A California newspaper group has purchased The Greenville Delta Democrat Times, for more than three decades one of Mississippi's few newspaper voices speaking out for social change and racial moderation.

Founded in 1938 by fiery editor Hodding Carter, whose editorials on racial justice won him a Pulitzer Prize in 1945, the newspaper has been carried on by his widow, Betty Werlen Carter, and his sons, Philip and Hodding III, currently assistant secretary of state for public affairs in Washington.

Freedom Newspapers Inc., a politically conservative chain with headquarters in Santa Ana purchased the 18,000-circulation afternoon paper at a price estimated in the range of $16 million.

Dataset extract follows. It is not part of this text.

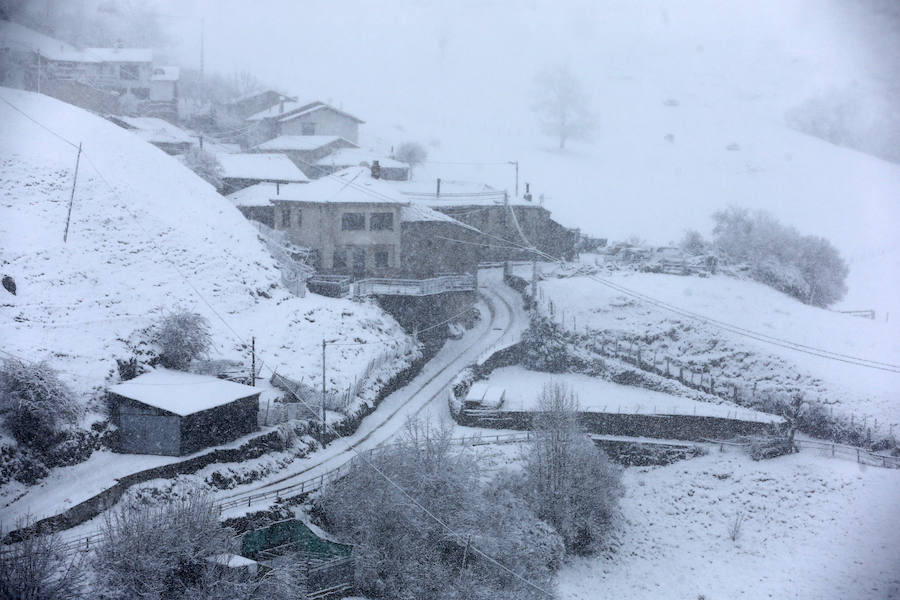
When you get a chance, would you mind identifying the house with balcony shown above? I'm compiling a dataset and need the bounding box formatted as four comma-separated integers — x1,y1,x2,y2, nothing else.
270,167,479,279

No sale price was formally announced.

Members of the Mississippi civil rights and liberal community expressed shock and uncertainty over what the departure of the Carters from the state's journalistic scene will mean.

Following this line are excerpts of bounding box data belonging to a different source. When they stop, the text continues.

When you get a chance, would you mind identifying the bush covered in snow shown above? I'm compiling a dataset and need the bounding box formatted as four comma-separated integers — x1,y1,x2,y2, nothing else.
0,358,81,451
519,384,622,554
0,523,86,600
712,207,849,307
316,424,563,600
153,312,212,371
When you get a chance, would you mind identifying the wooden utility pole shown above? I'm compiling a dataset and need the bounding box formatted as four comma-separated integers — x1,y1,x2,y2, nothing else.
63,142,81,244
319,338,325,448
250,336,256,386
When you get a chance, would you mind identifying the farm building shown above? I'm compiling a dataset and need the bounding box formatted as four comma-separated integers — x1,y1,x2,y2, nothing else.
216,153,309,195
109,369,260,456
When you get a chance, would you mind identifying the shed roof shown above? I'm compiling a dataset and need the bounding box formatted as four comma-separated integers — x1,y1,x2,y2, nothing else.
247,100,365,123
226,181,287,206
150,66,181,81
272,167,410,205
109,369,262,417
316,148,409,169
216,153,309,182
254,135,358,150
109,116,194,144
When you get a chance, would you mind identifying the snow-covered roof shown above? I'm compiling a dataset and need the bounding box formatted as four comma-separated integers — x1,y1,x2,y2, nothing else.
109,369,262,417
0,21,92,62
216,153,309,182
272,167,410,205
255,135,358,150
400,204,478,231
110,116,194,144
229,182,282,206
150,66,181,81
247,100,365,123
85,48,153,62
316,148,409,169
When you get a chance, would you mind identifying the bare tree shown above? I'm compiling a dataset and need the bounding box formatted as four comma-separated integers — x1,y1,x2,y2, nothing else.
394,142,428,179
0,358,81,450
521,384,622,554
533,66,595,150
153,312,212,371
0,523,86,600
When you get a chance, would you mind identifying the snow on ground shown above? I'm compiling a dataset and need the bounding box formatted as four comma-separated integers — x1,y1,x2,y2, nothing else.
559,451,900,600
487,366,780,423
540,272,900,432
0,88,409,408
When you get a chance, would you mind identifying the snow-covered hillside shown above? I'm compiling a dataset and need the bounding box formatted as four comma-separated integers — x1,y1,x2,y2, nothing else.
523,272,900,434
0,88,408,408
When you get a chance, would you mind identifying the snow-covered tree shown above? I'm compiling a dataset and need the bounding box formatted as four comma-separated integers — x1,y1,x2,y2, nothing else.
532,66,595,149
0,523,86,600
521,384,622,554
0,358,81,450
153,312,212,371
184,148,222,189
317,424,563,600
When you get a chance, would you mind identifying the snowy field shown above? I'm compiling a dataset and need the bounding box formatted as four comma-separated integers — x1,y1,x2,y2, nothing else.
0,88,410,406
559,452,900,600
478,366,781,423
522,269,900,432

"The DDT has been a beacon of light in the wilderness for a long time," said Claude Ramsay, president of the Mississippi AFL-CIO. "It is tragic to see a newspaper like this taken over by a conservative group."

Ramsay added, "This just means the field of independent and moderate to liberal voices in Mississippi has been narrowed to precious few."

"It's sad to lose a dear old friend to the civil rights cause," said Aaron Henry, president of the Mississippi NAACP. "The DDT has been one of the strongest anchors of support, particularly in the white community."

Henry, who with Hodding Carter III built a biracial Democratic Party in Mississippi in the early 1970s, said he was particularly saddened "that Hodding is not coming back . . . I do hope the human relations profile of the DDT will be cintinued by the new ownership."

In Washington, Hodding Carter III said the decision to sell arose from a realization that "in the forseeable future no member of the family wanted to run the paper full time and we didn't want to have absentee management."

"It has been a very exciting and worthwhile 17 years for me, but I wanted to try something else for a while," he said, not elaborating.

Carter said the family had set a high price on the paper "and we frankly didn't think anybody would meet it. When this group did, then we sold." He would not give a figure but initimated that it was "just about" the sum reportly sought, something in the range of $16 million.

"Mississippi is a vastly different kind of place than the one we came to . . . it's changed considerably" since his father started out, he said.

"We lost an awful lot of fights but over the long haul I feel we won a war," he said. "Some others are now saying what we almost alone used to be saying."

News of the sale of the newspaper, long a training ground for aspiring young journalists straight out of college from around the country as well as Mississippi, brought memories to Pic Firmin, who was managing editor for eight years in the late '60s and early '70s.

"When I heard the DDT had been sold I went out and got drunk and cried my guts out," siad Firmin, now editor of the Biloxi-Gulfport Sun.

"The newspaper had its fame because of the old man" (the elder Carter) Firmin delcared, "but what the people nationally didn't know was that it was also a community newpaper, a newspaper that covered the community completely. It helped to effect social change through its news stories as well as throug its editorial opinions."

He said that for a time in Mississippi the DDT "was the only one really doing investigative reporting or covering the news that affected the black community."

The senior Carter died in 1972 and Hodding Carter III, who became editor in 1961, assumed the duties of publisher as well. When he left Mississippi in 1977 for the State Department younger brother Philip became editor.

The Freedom Newspapers chain, with 30 dailies in 10 states, is the 16th largest newspaper group in the United States Owned by C.H. and Harry Hoiles, it has been a Hoiles family enterprise since their uncle founded a paper in Alliance, Ohio, in 1890. The chain's daily circulation now is 740,000.

"Some people say we're right-wing," commented Harry Hoiles, whose offices at the Santa Ana Register are in the heart of Orange County, a traditional conservative stronghold. "We don't consider ourselves conservative. We're classical liberals. We try to have all our papers have the same general philosophy, which is libertarian."

On race, an improtant issue to the Hodding Carter family since they established the Delta Democrat Times in 1936, Hoiles said, "I think the government should stay out of the race issue. It should be handled individually. We try to encourage people to take control of themselves as individuals."

Though Freedon Newspapers is wholly owned by the Hoiles family some paper in the chain are managed under a partnership arrangement. Local publishers, according to Hoiles, are given a free hand, whether installed by the chain or already in place when their papers were bought.

The new Greenville publisher, Charles Fischer Jr., is vice president of the group's operations at hornell, N.Y., where it owns its only New York daily.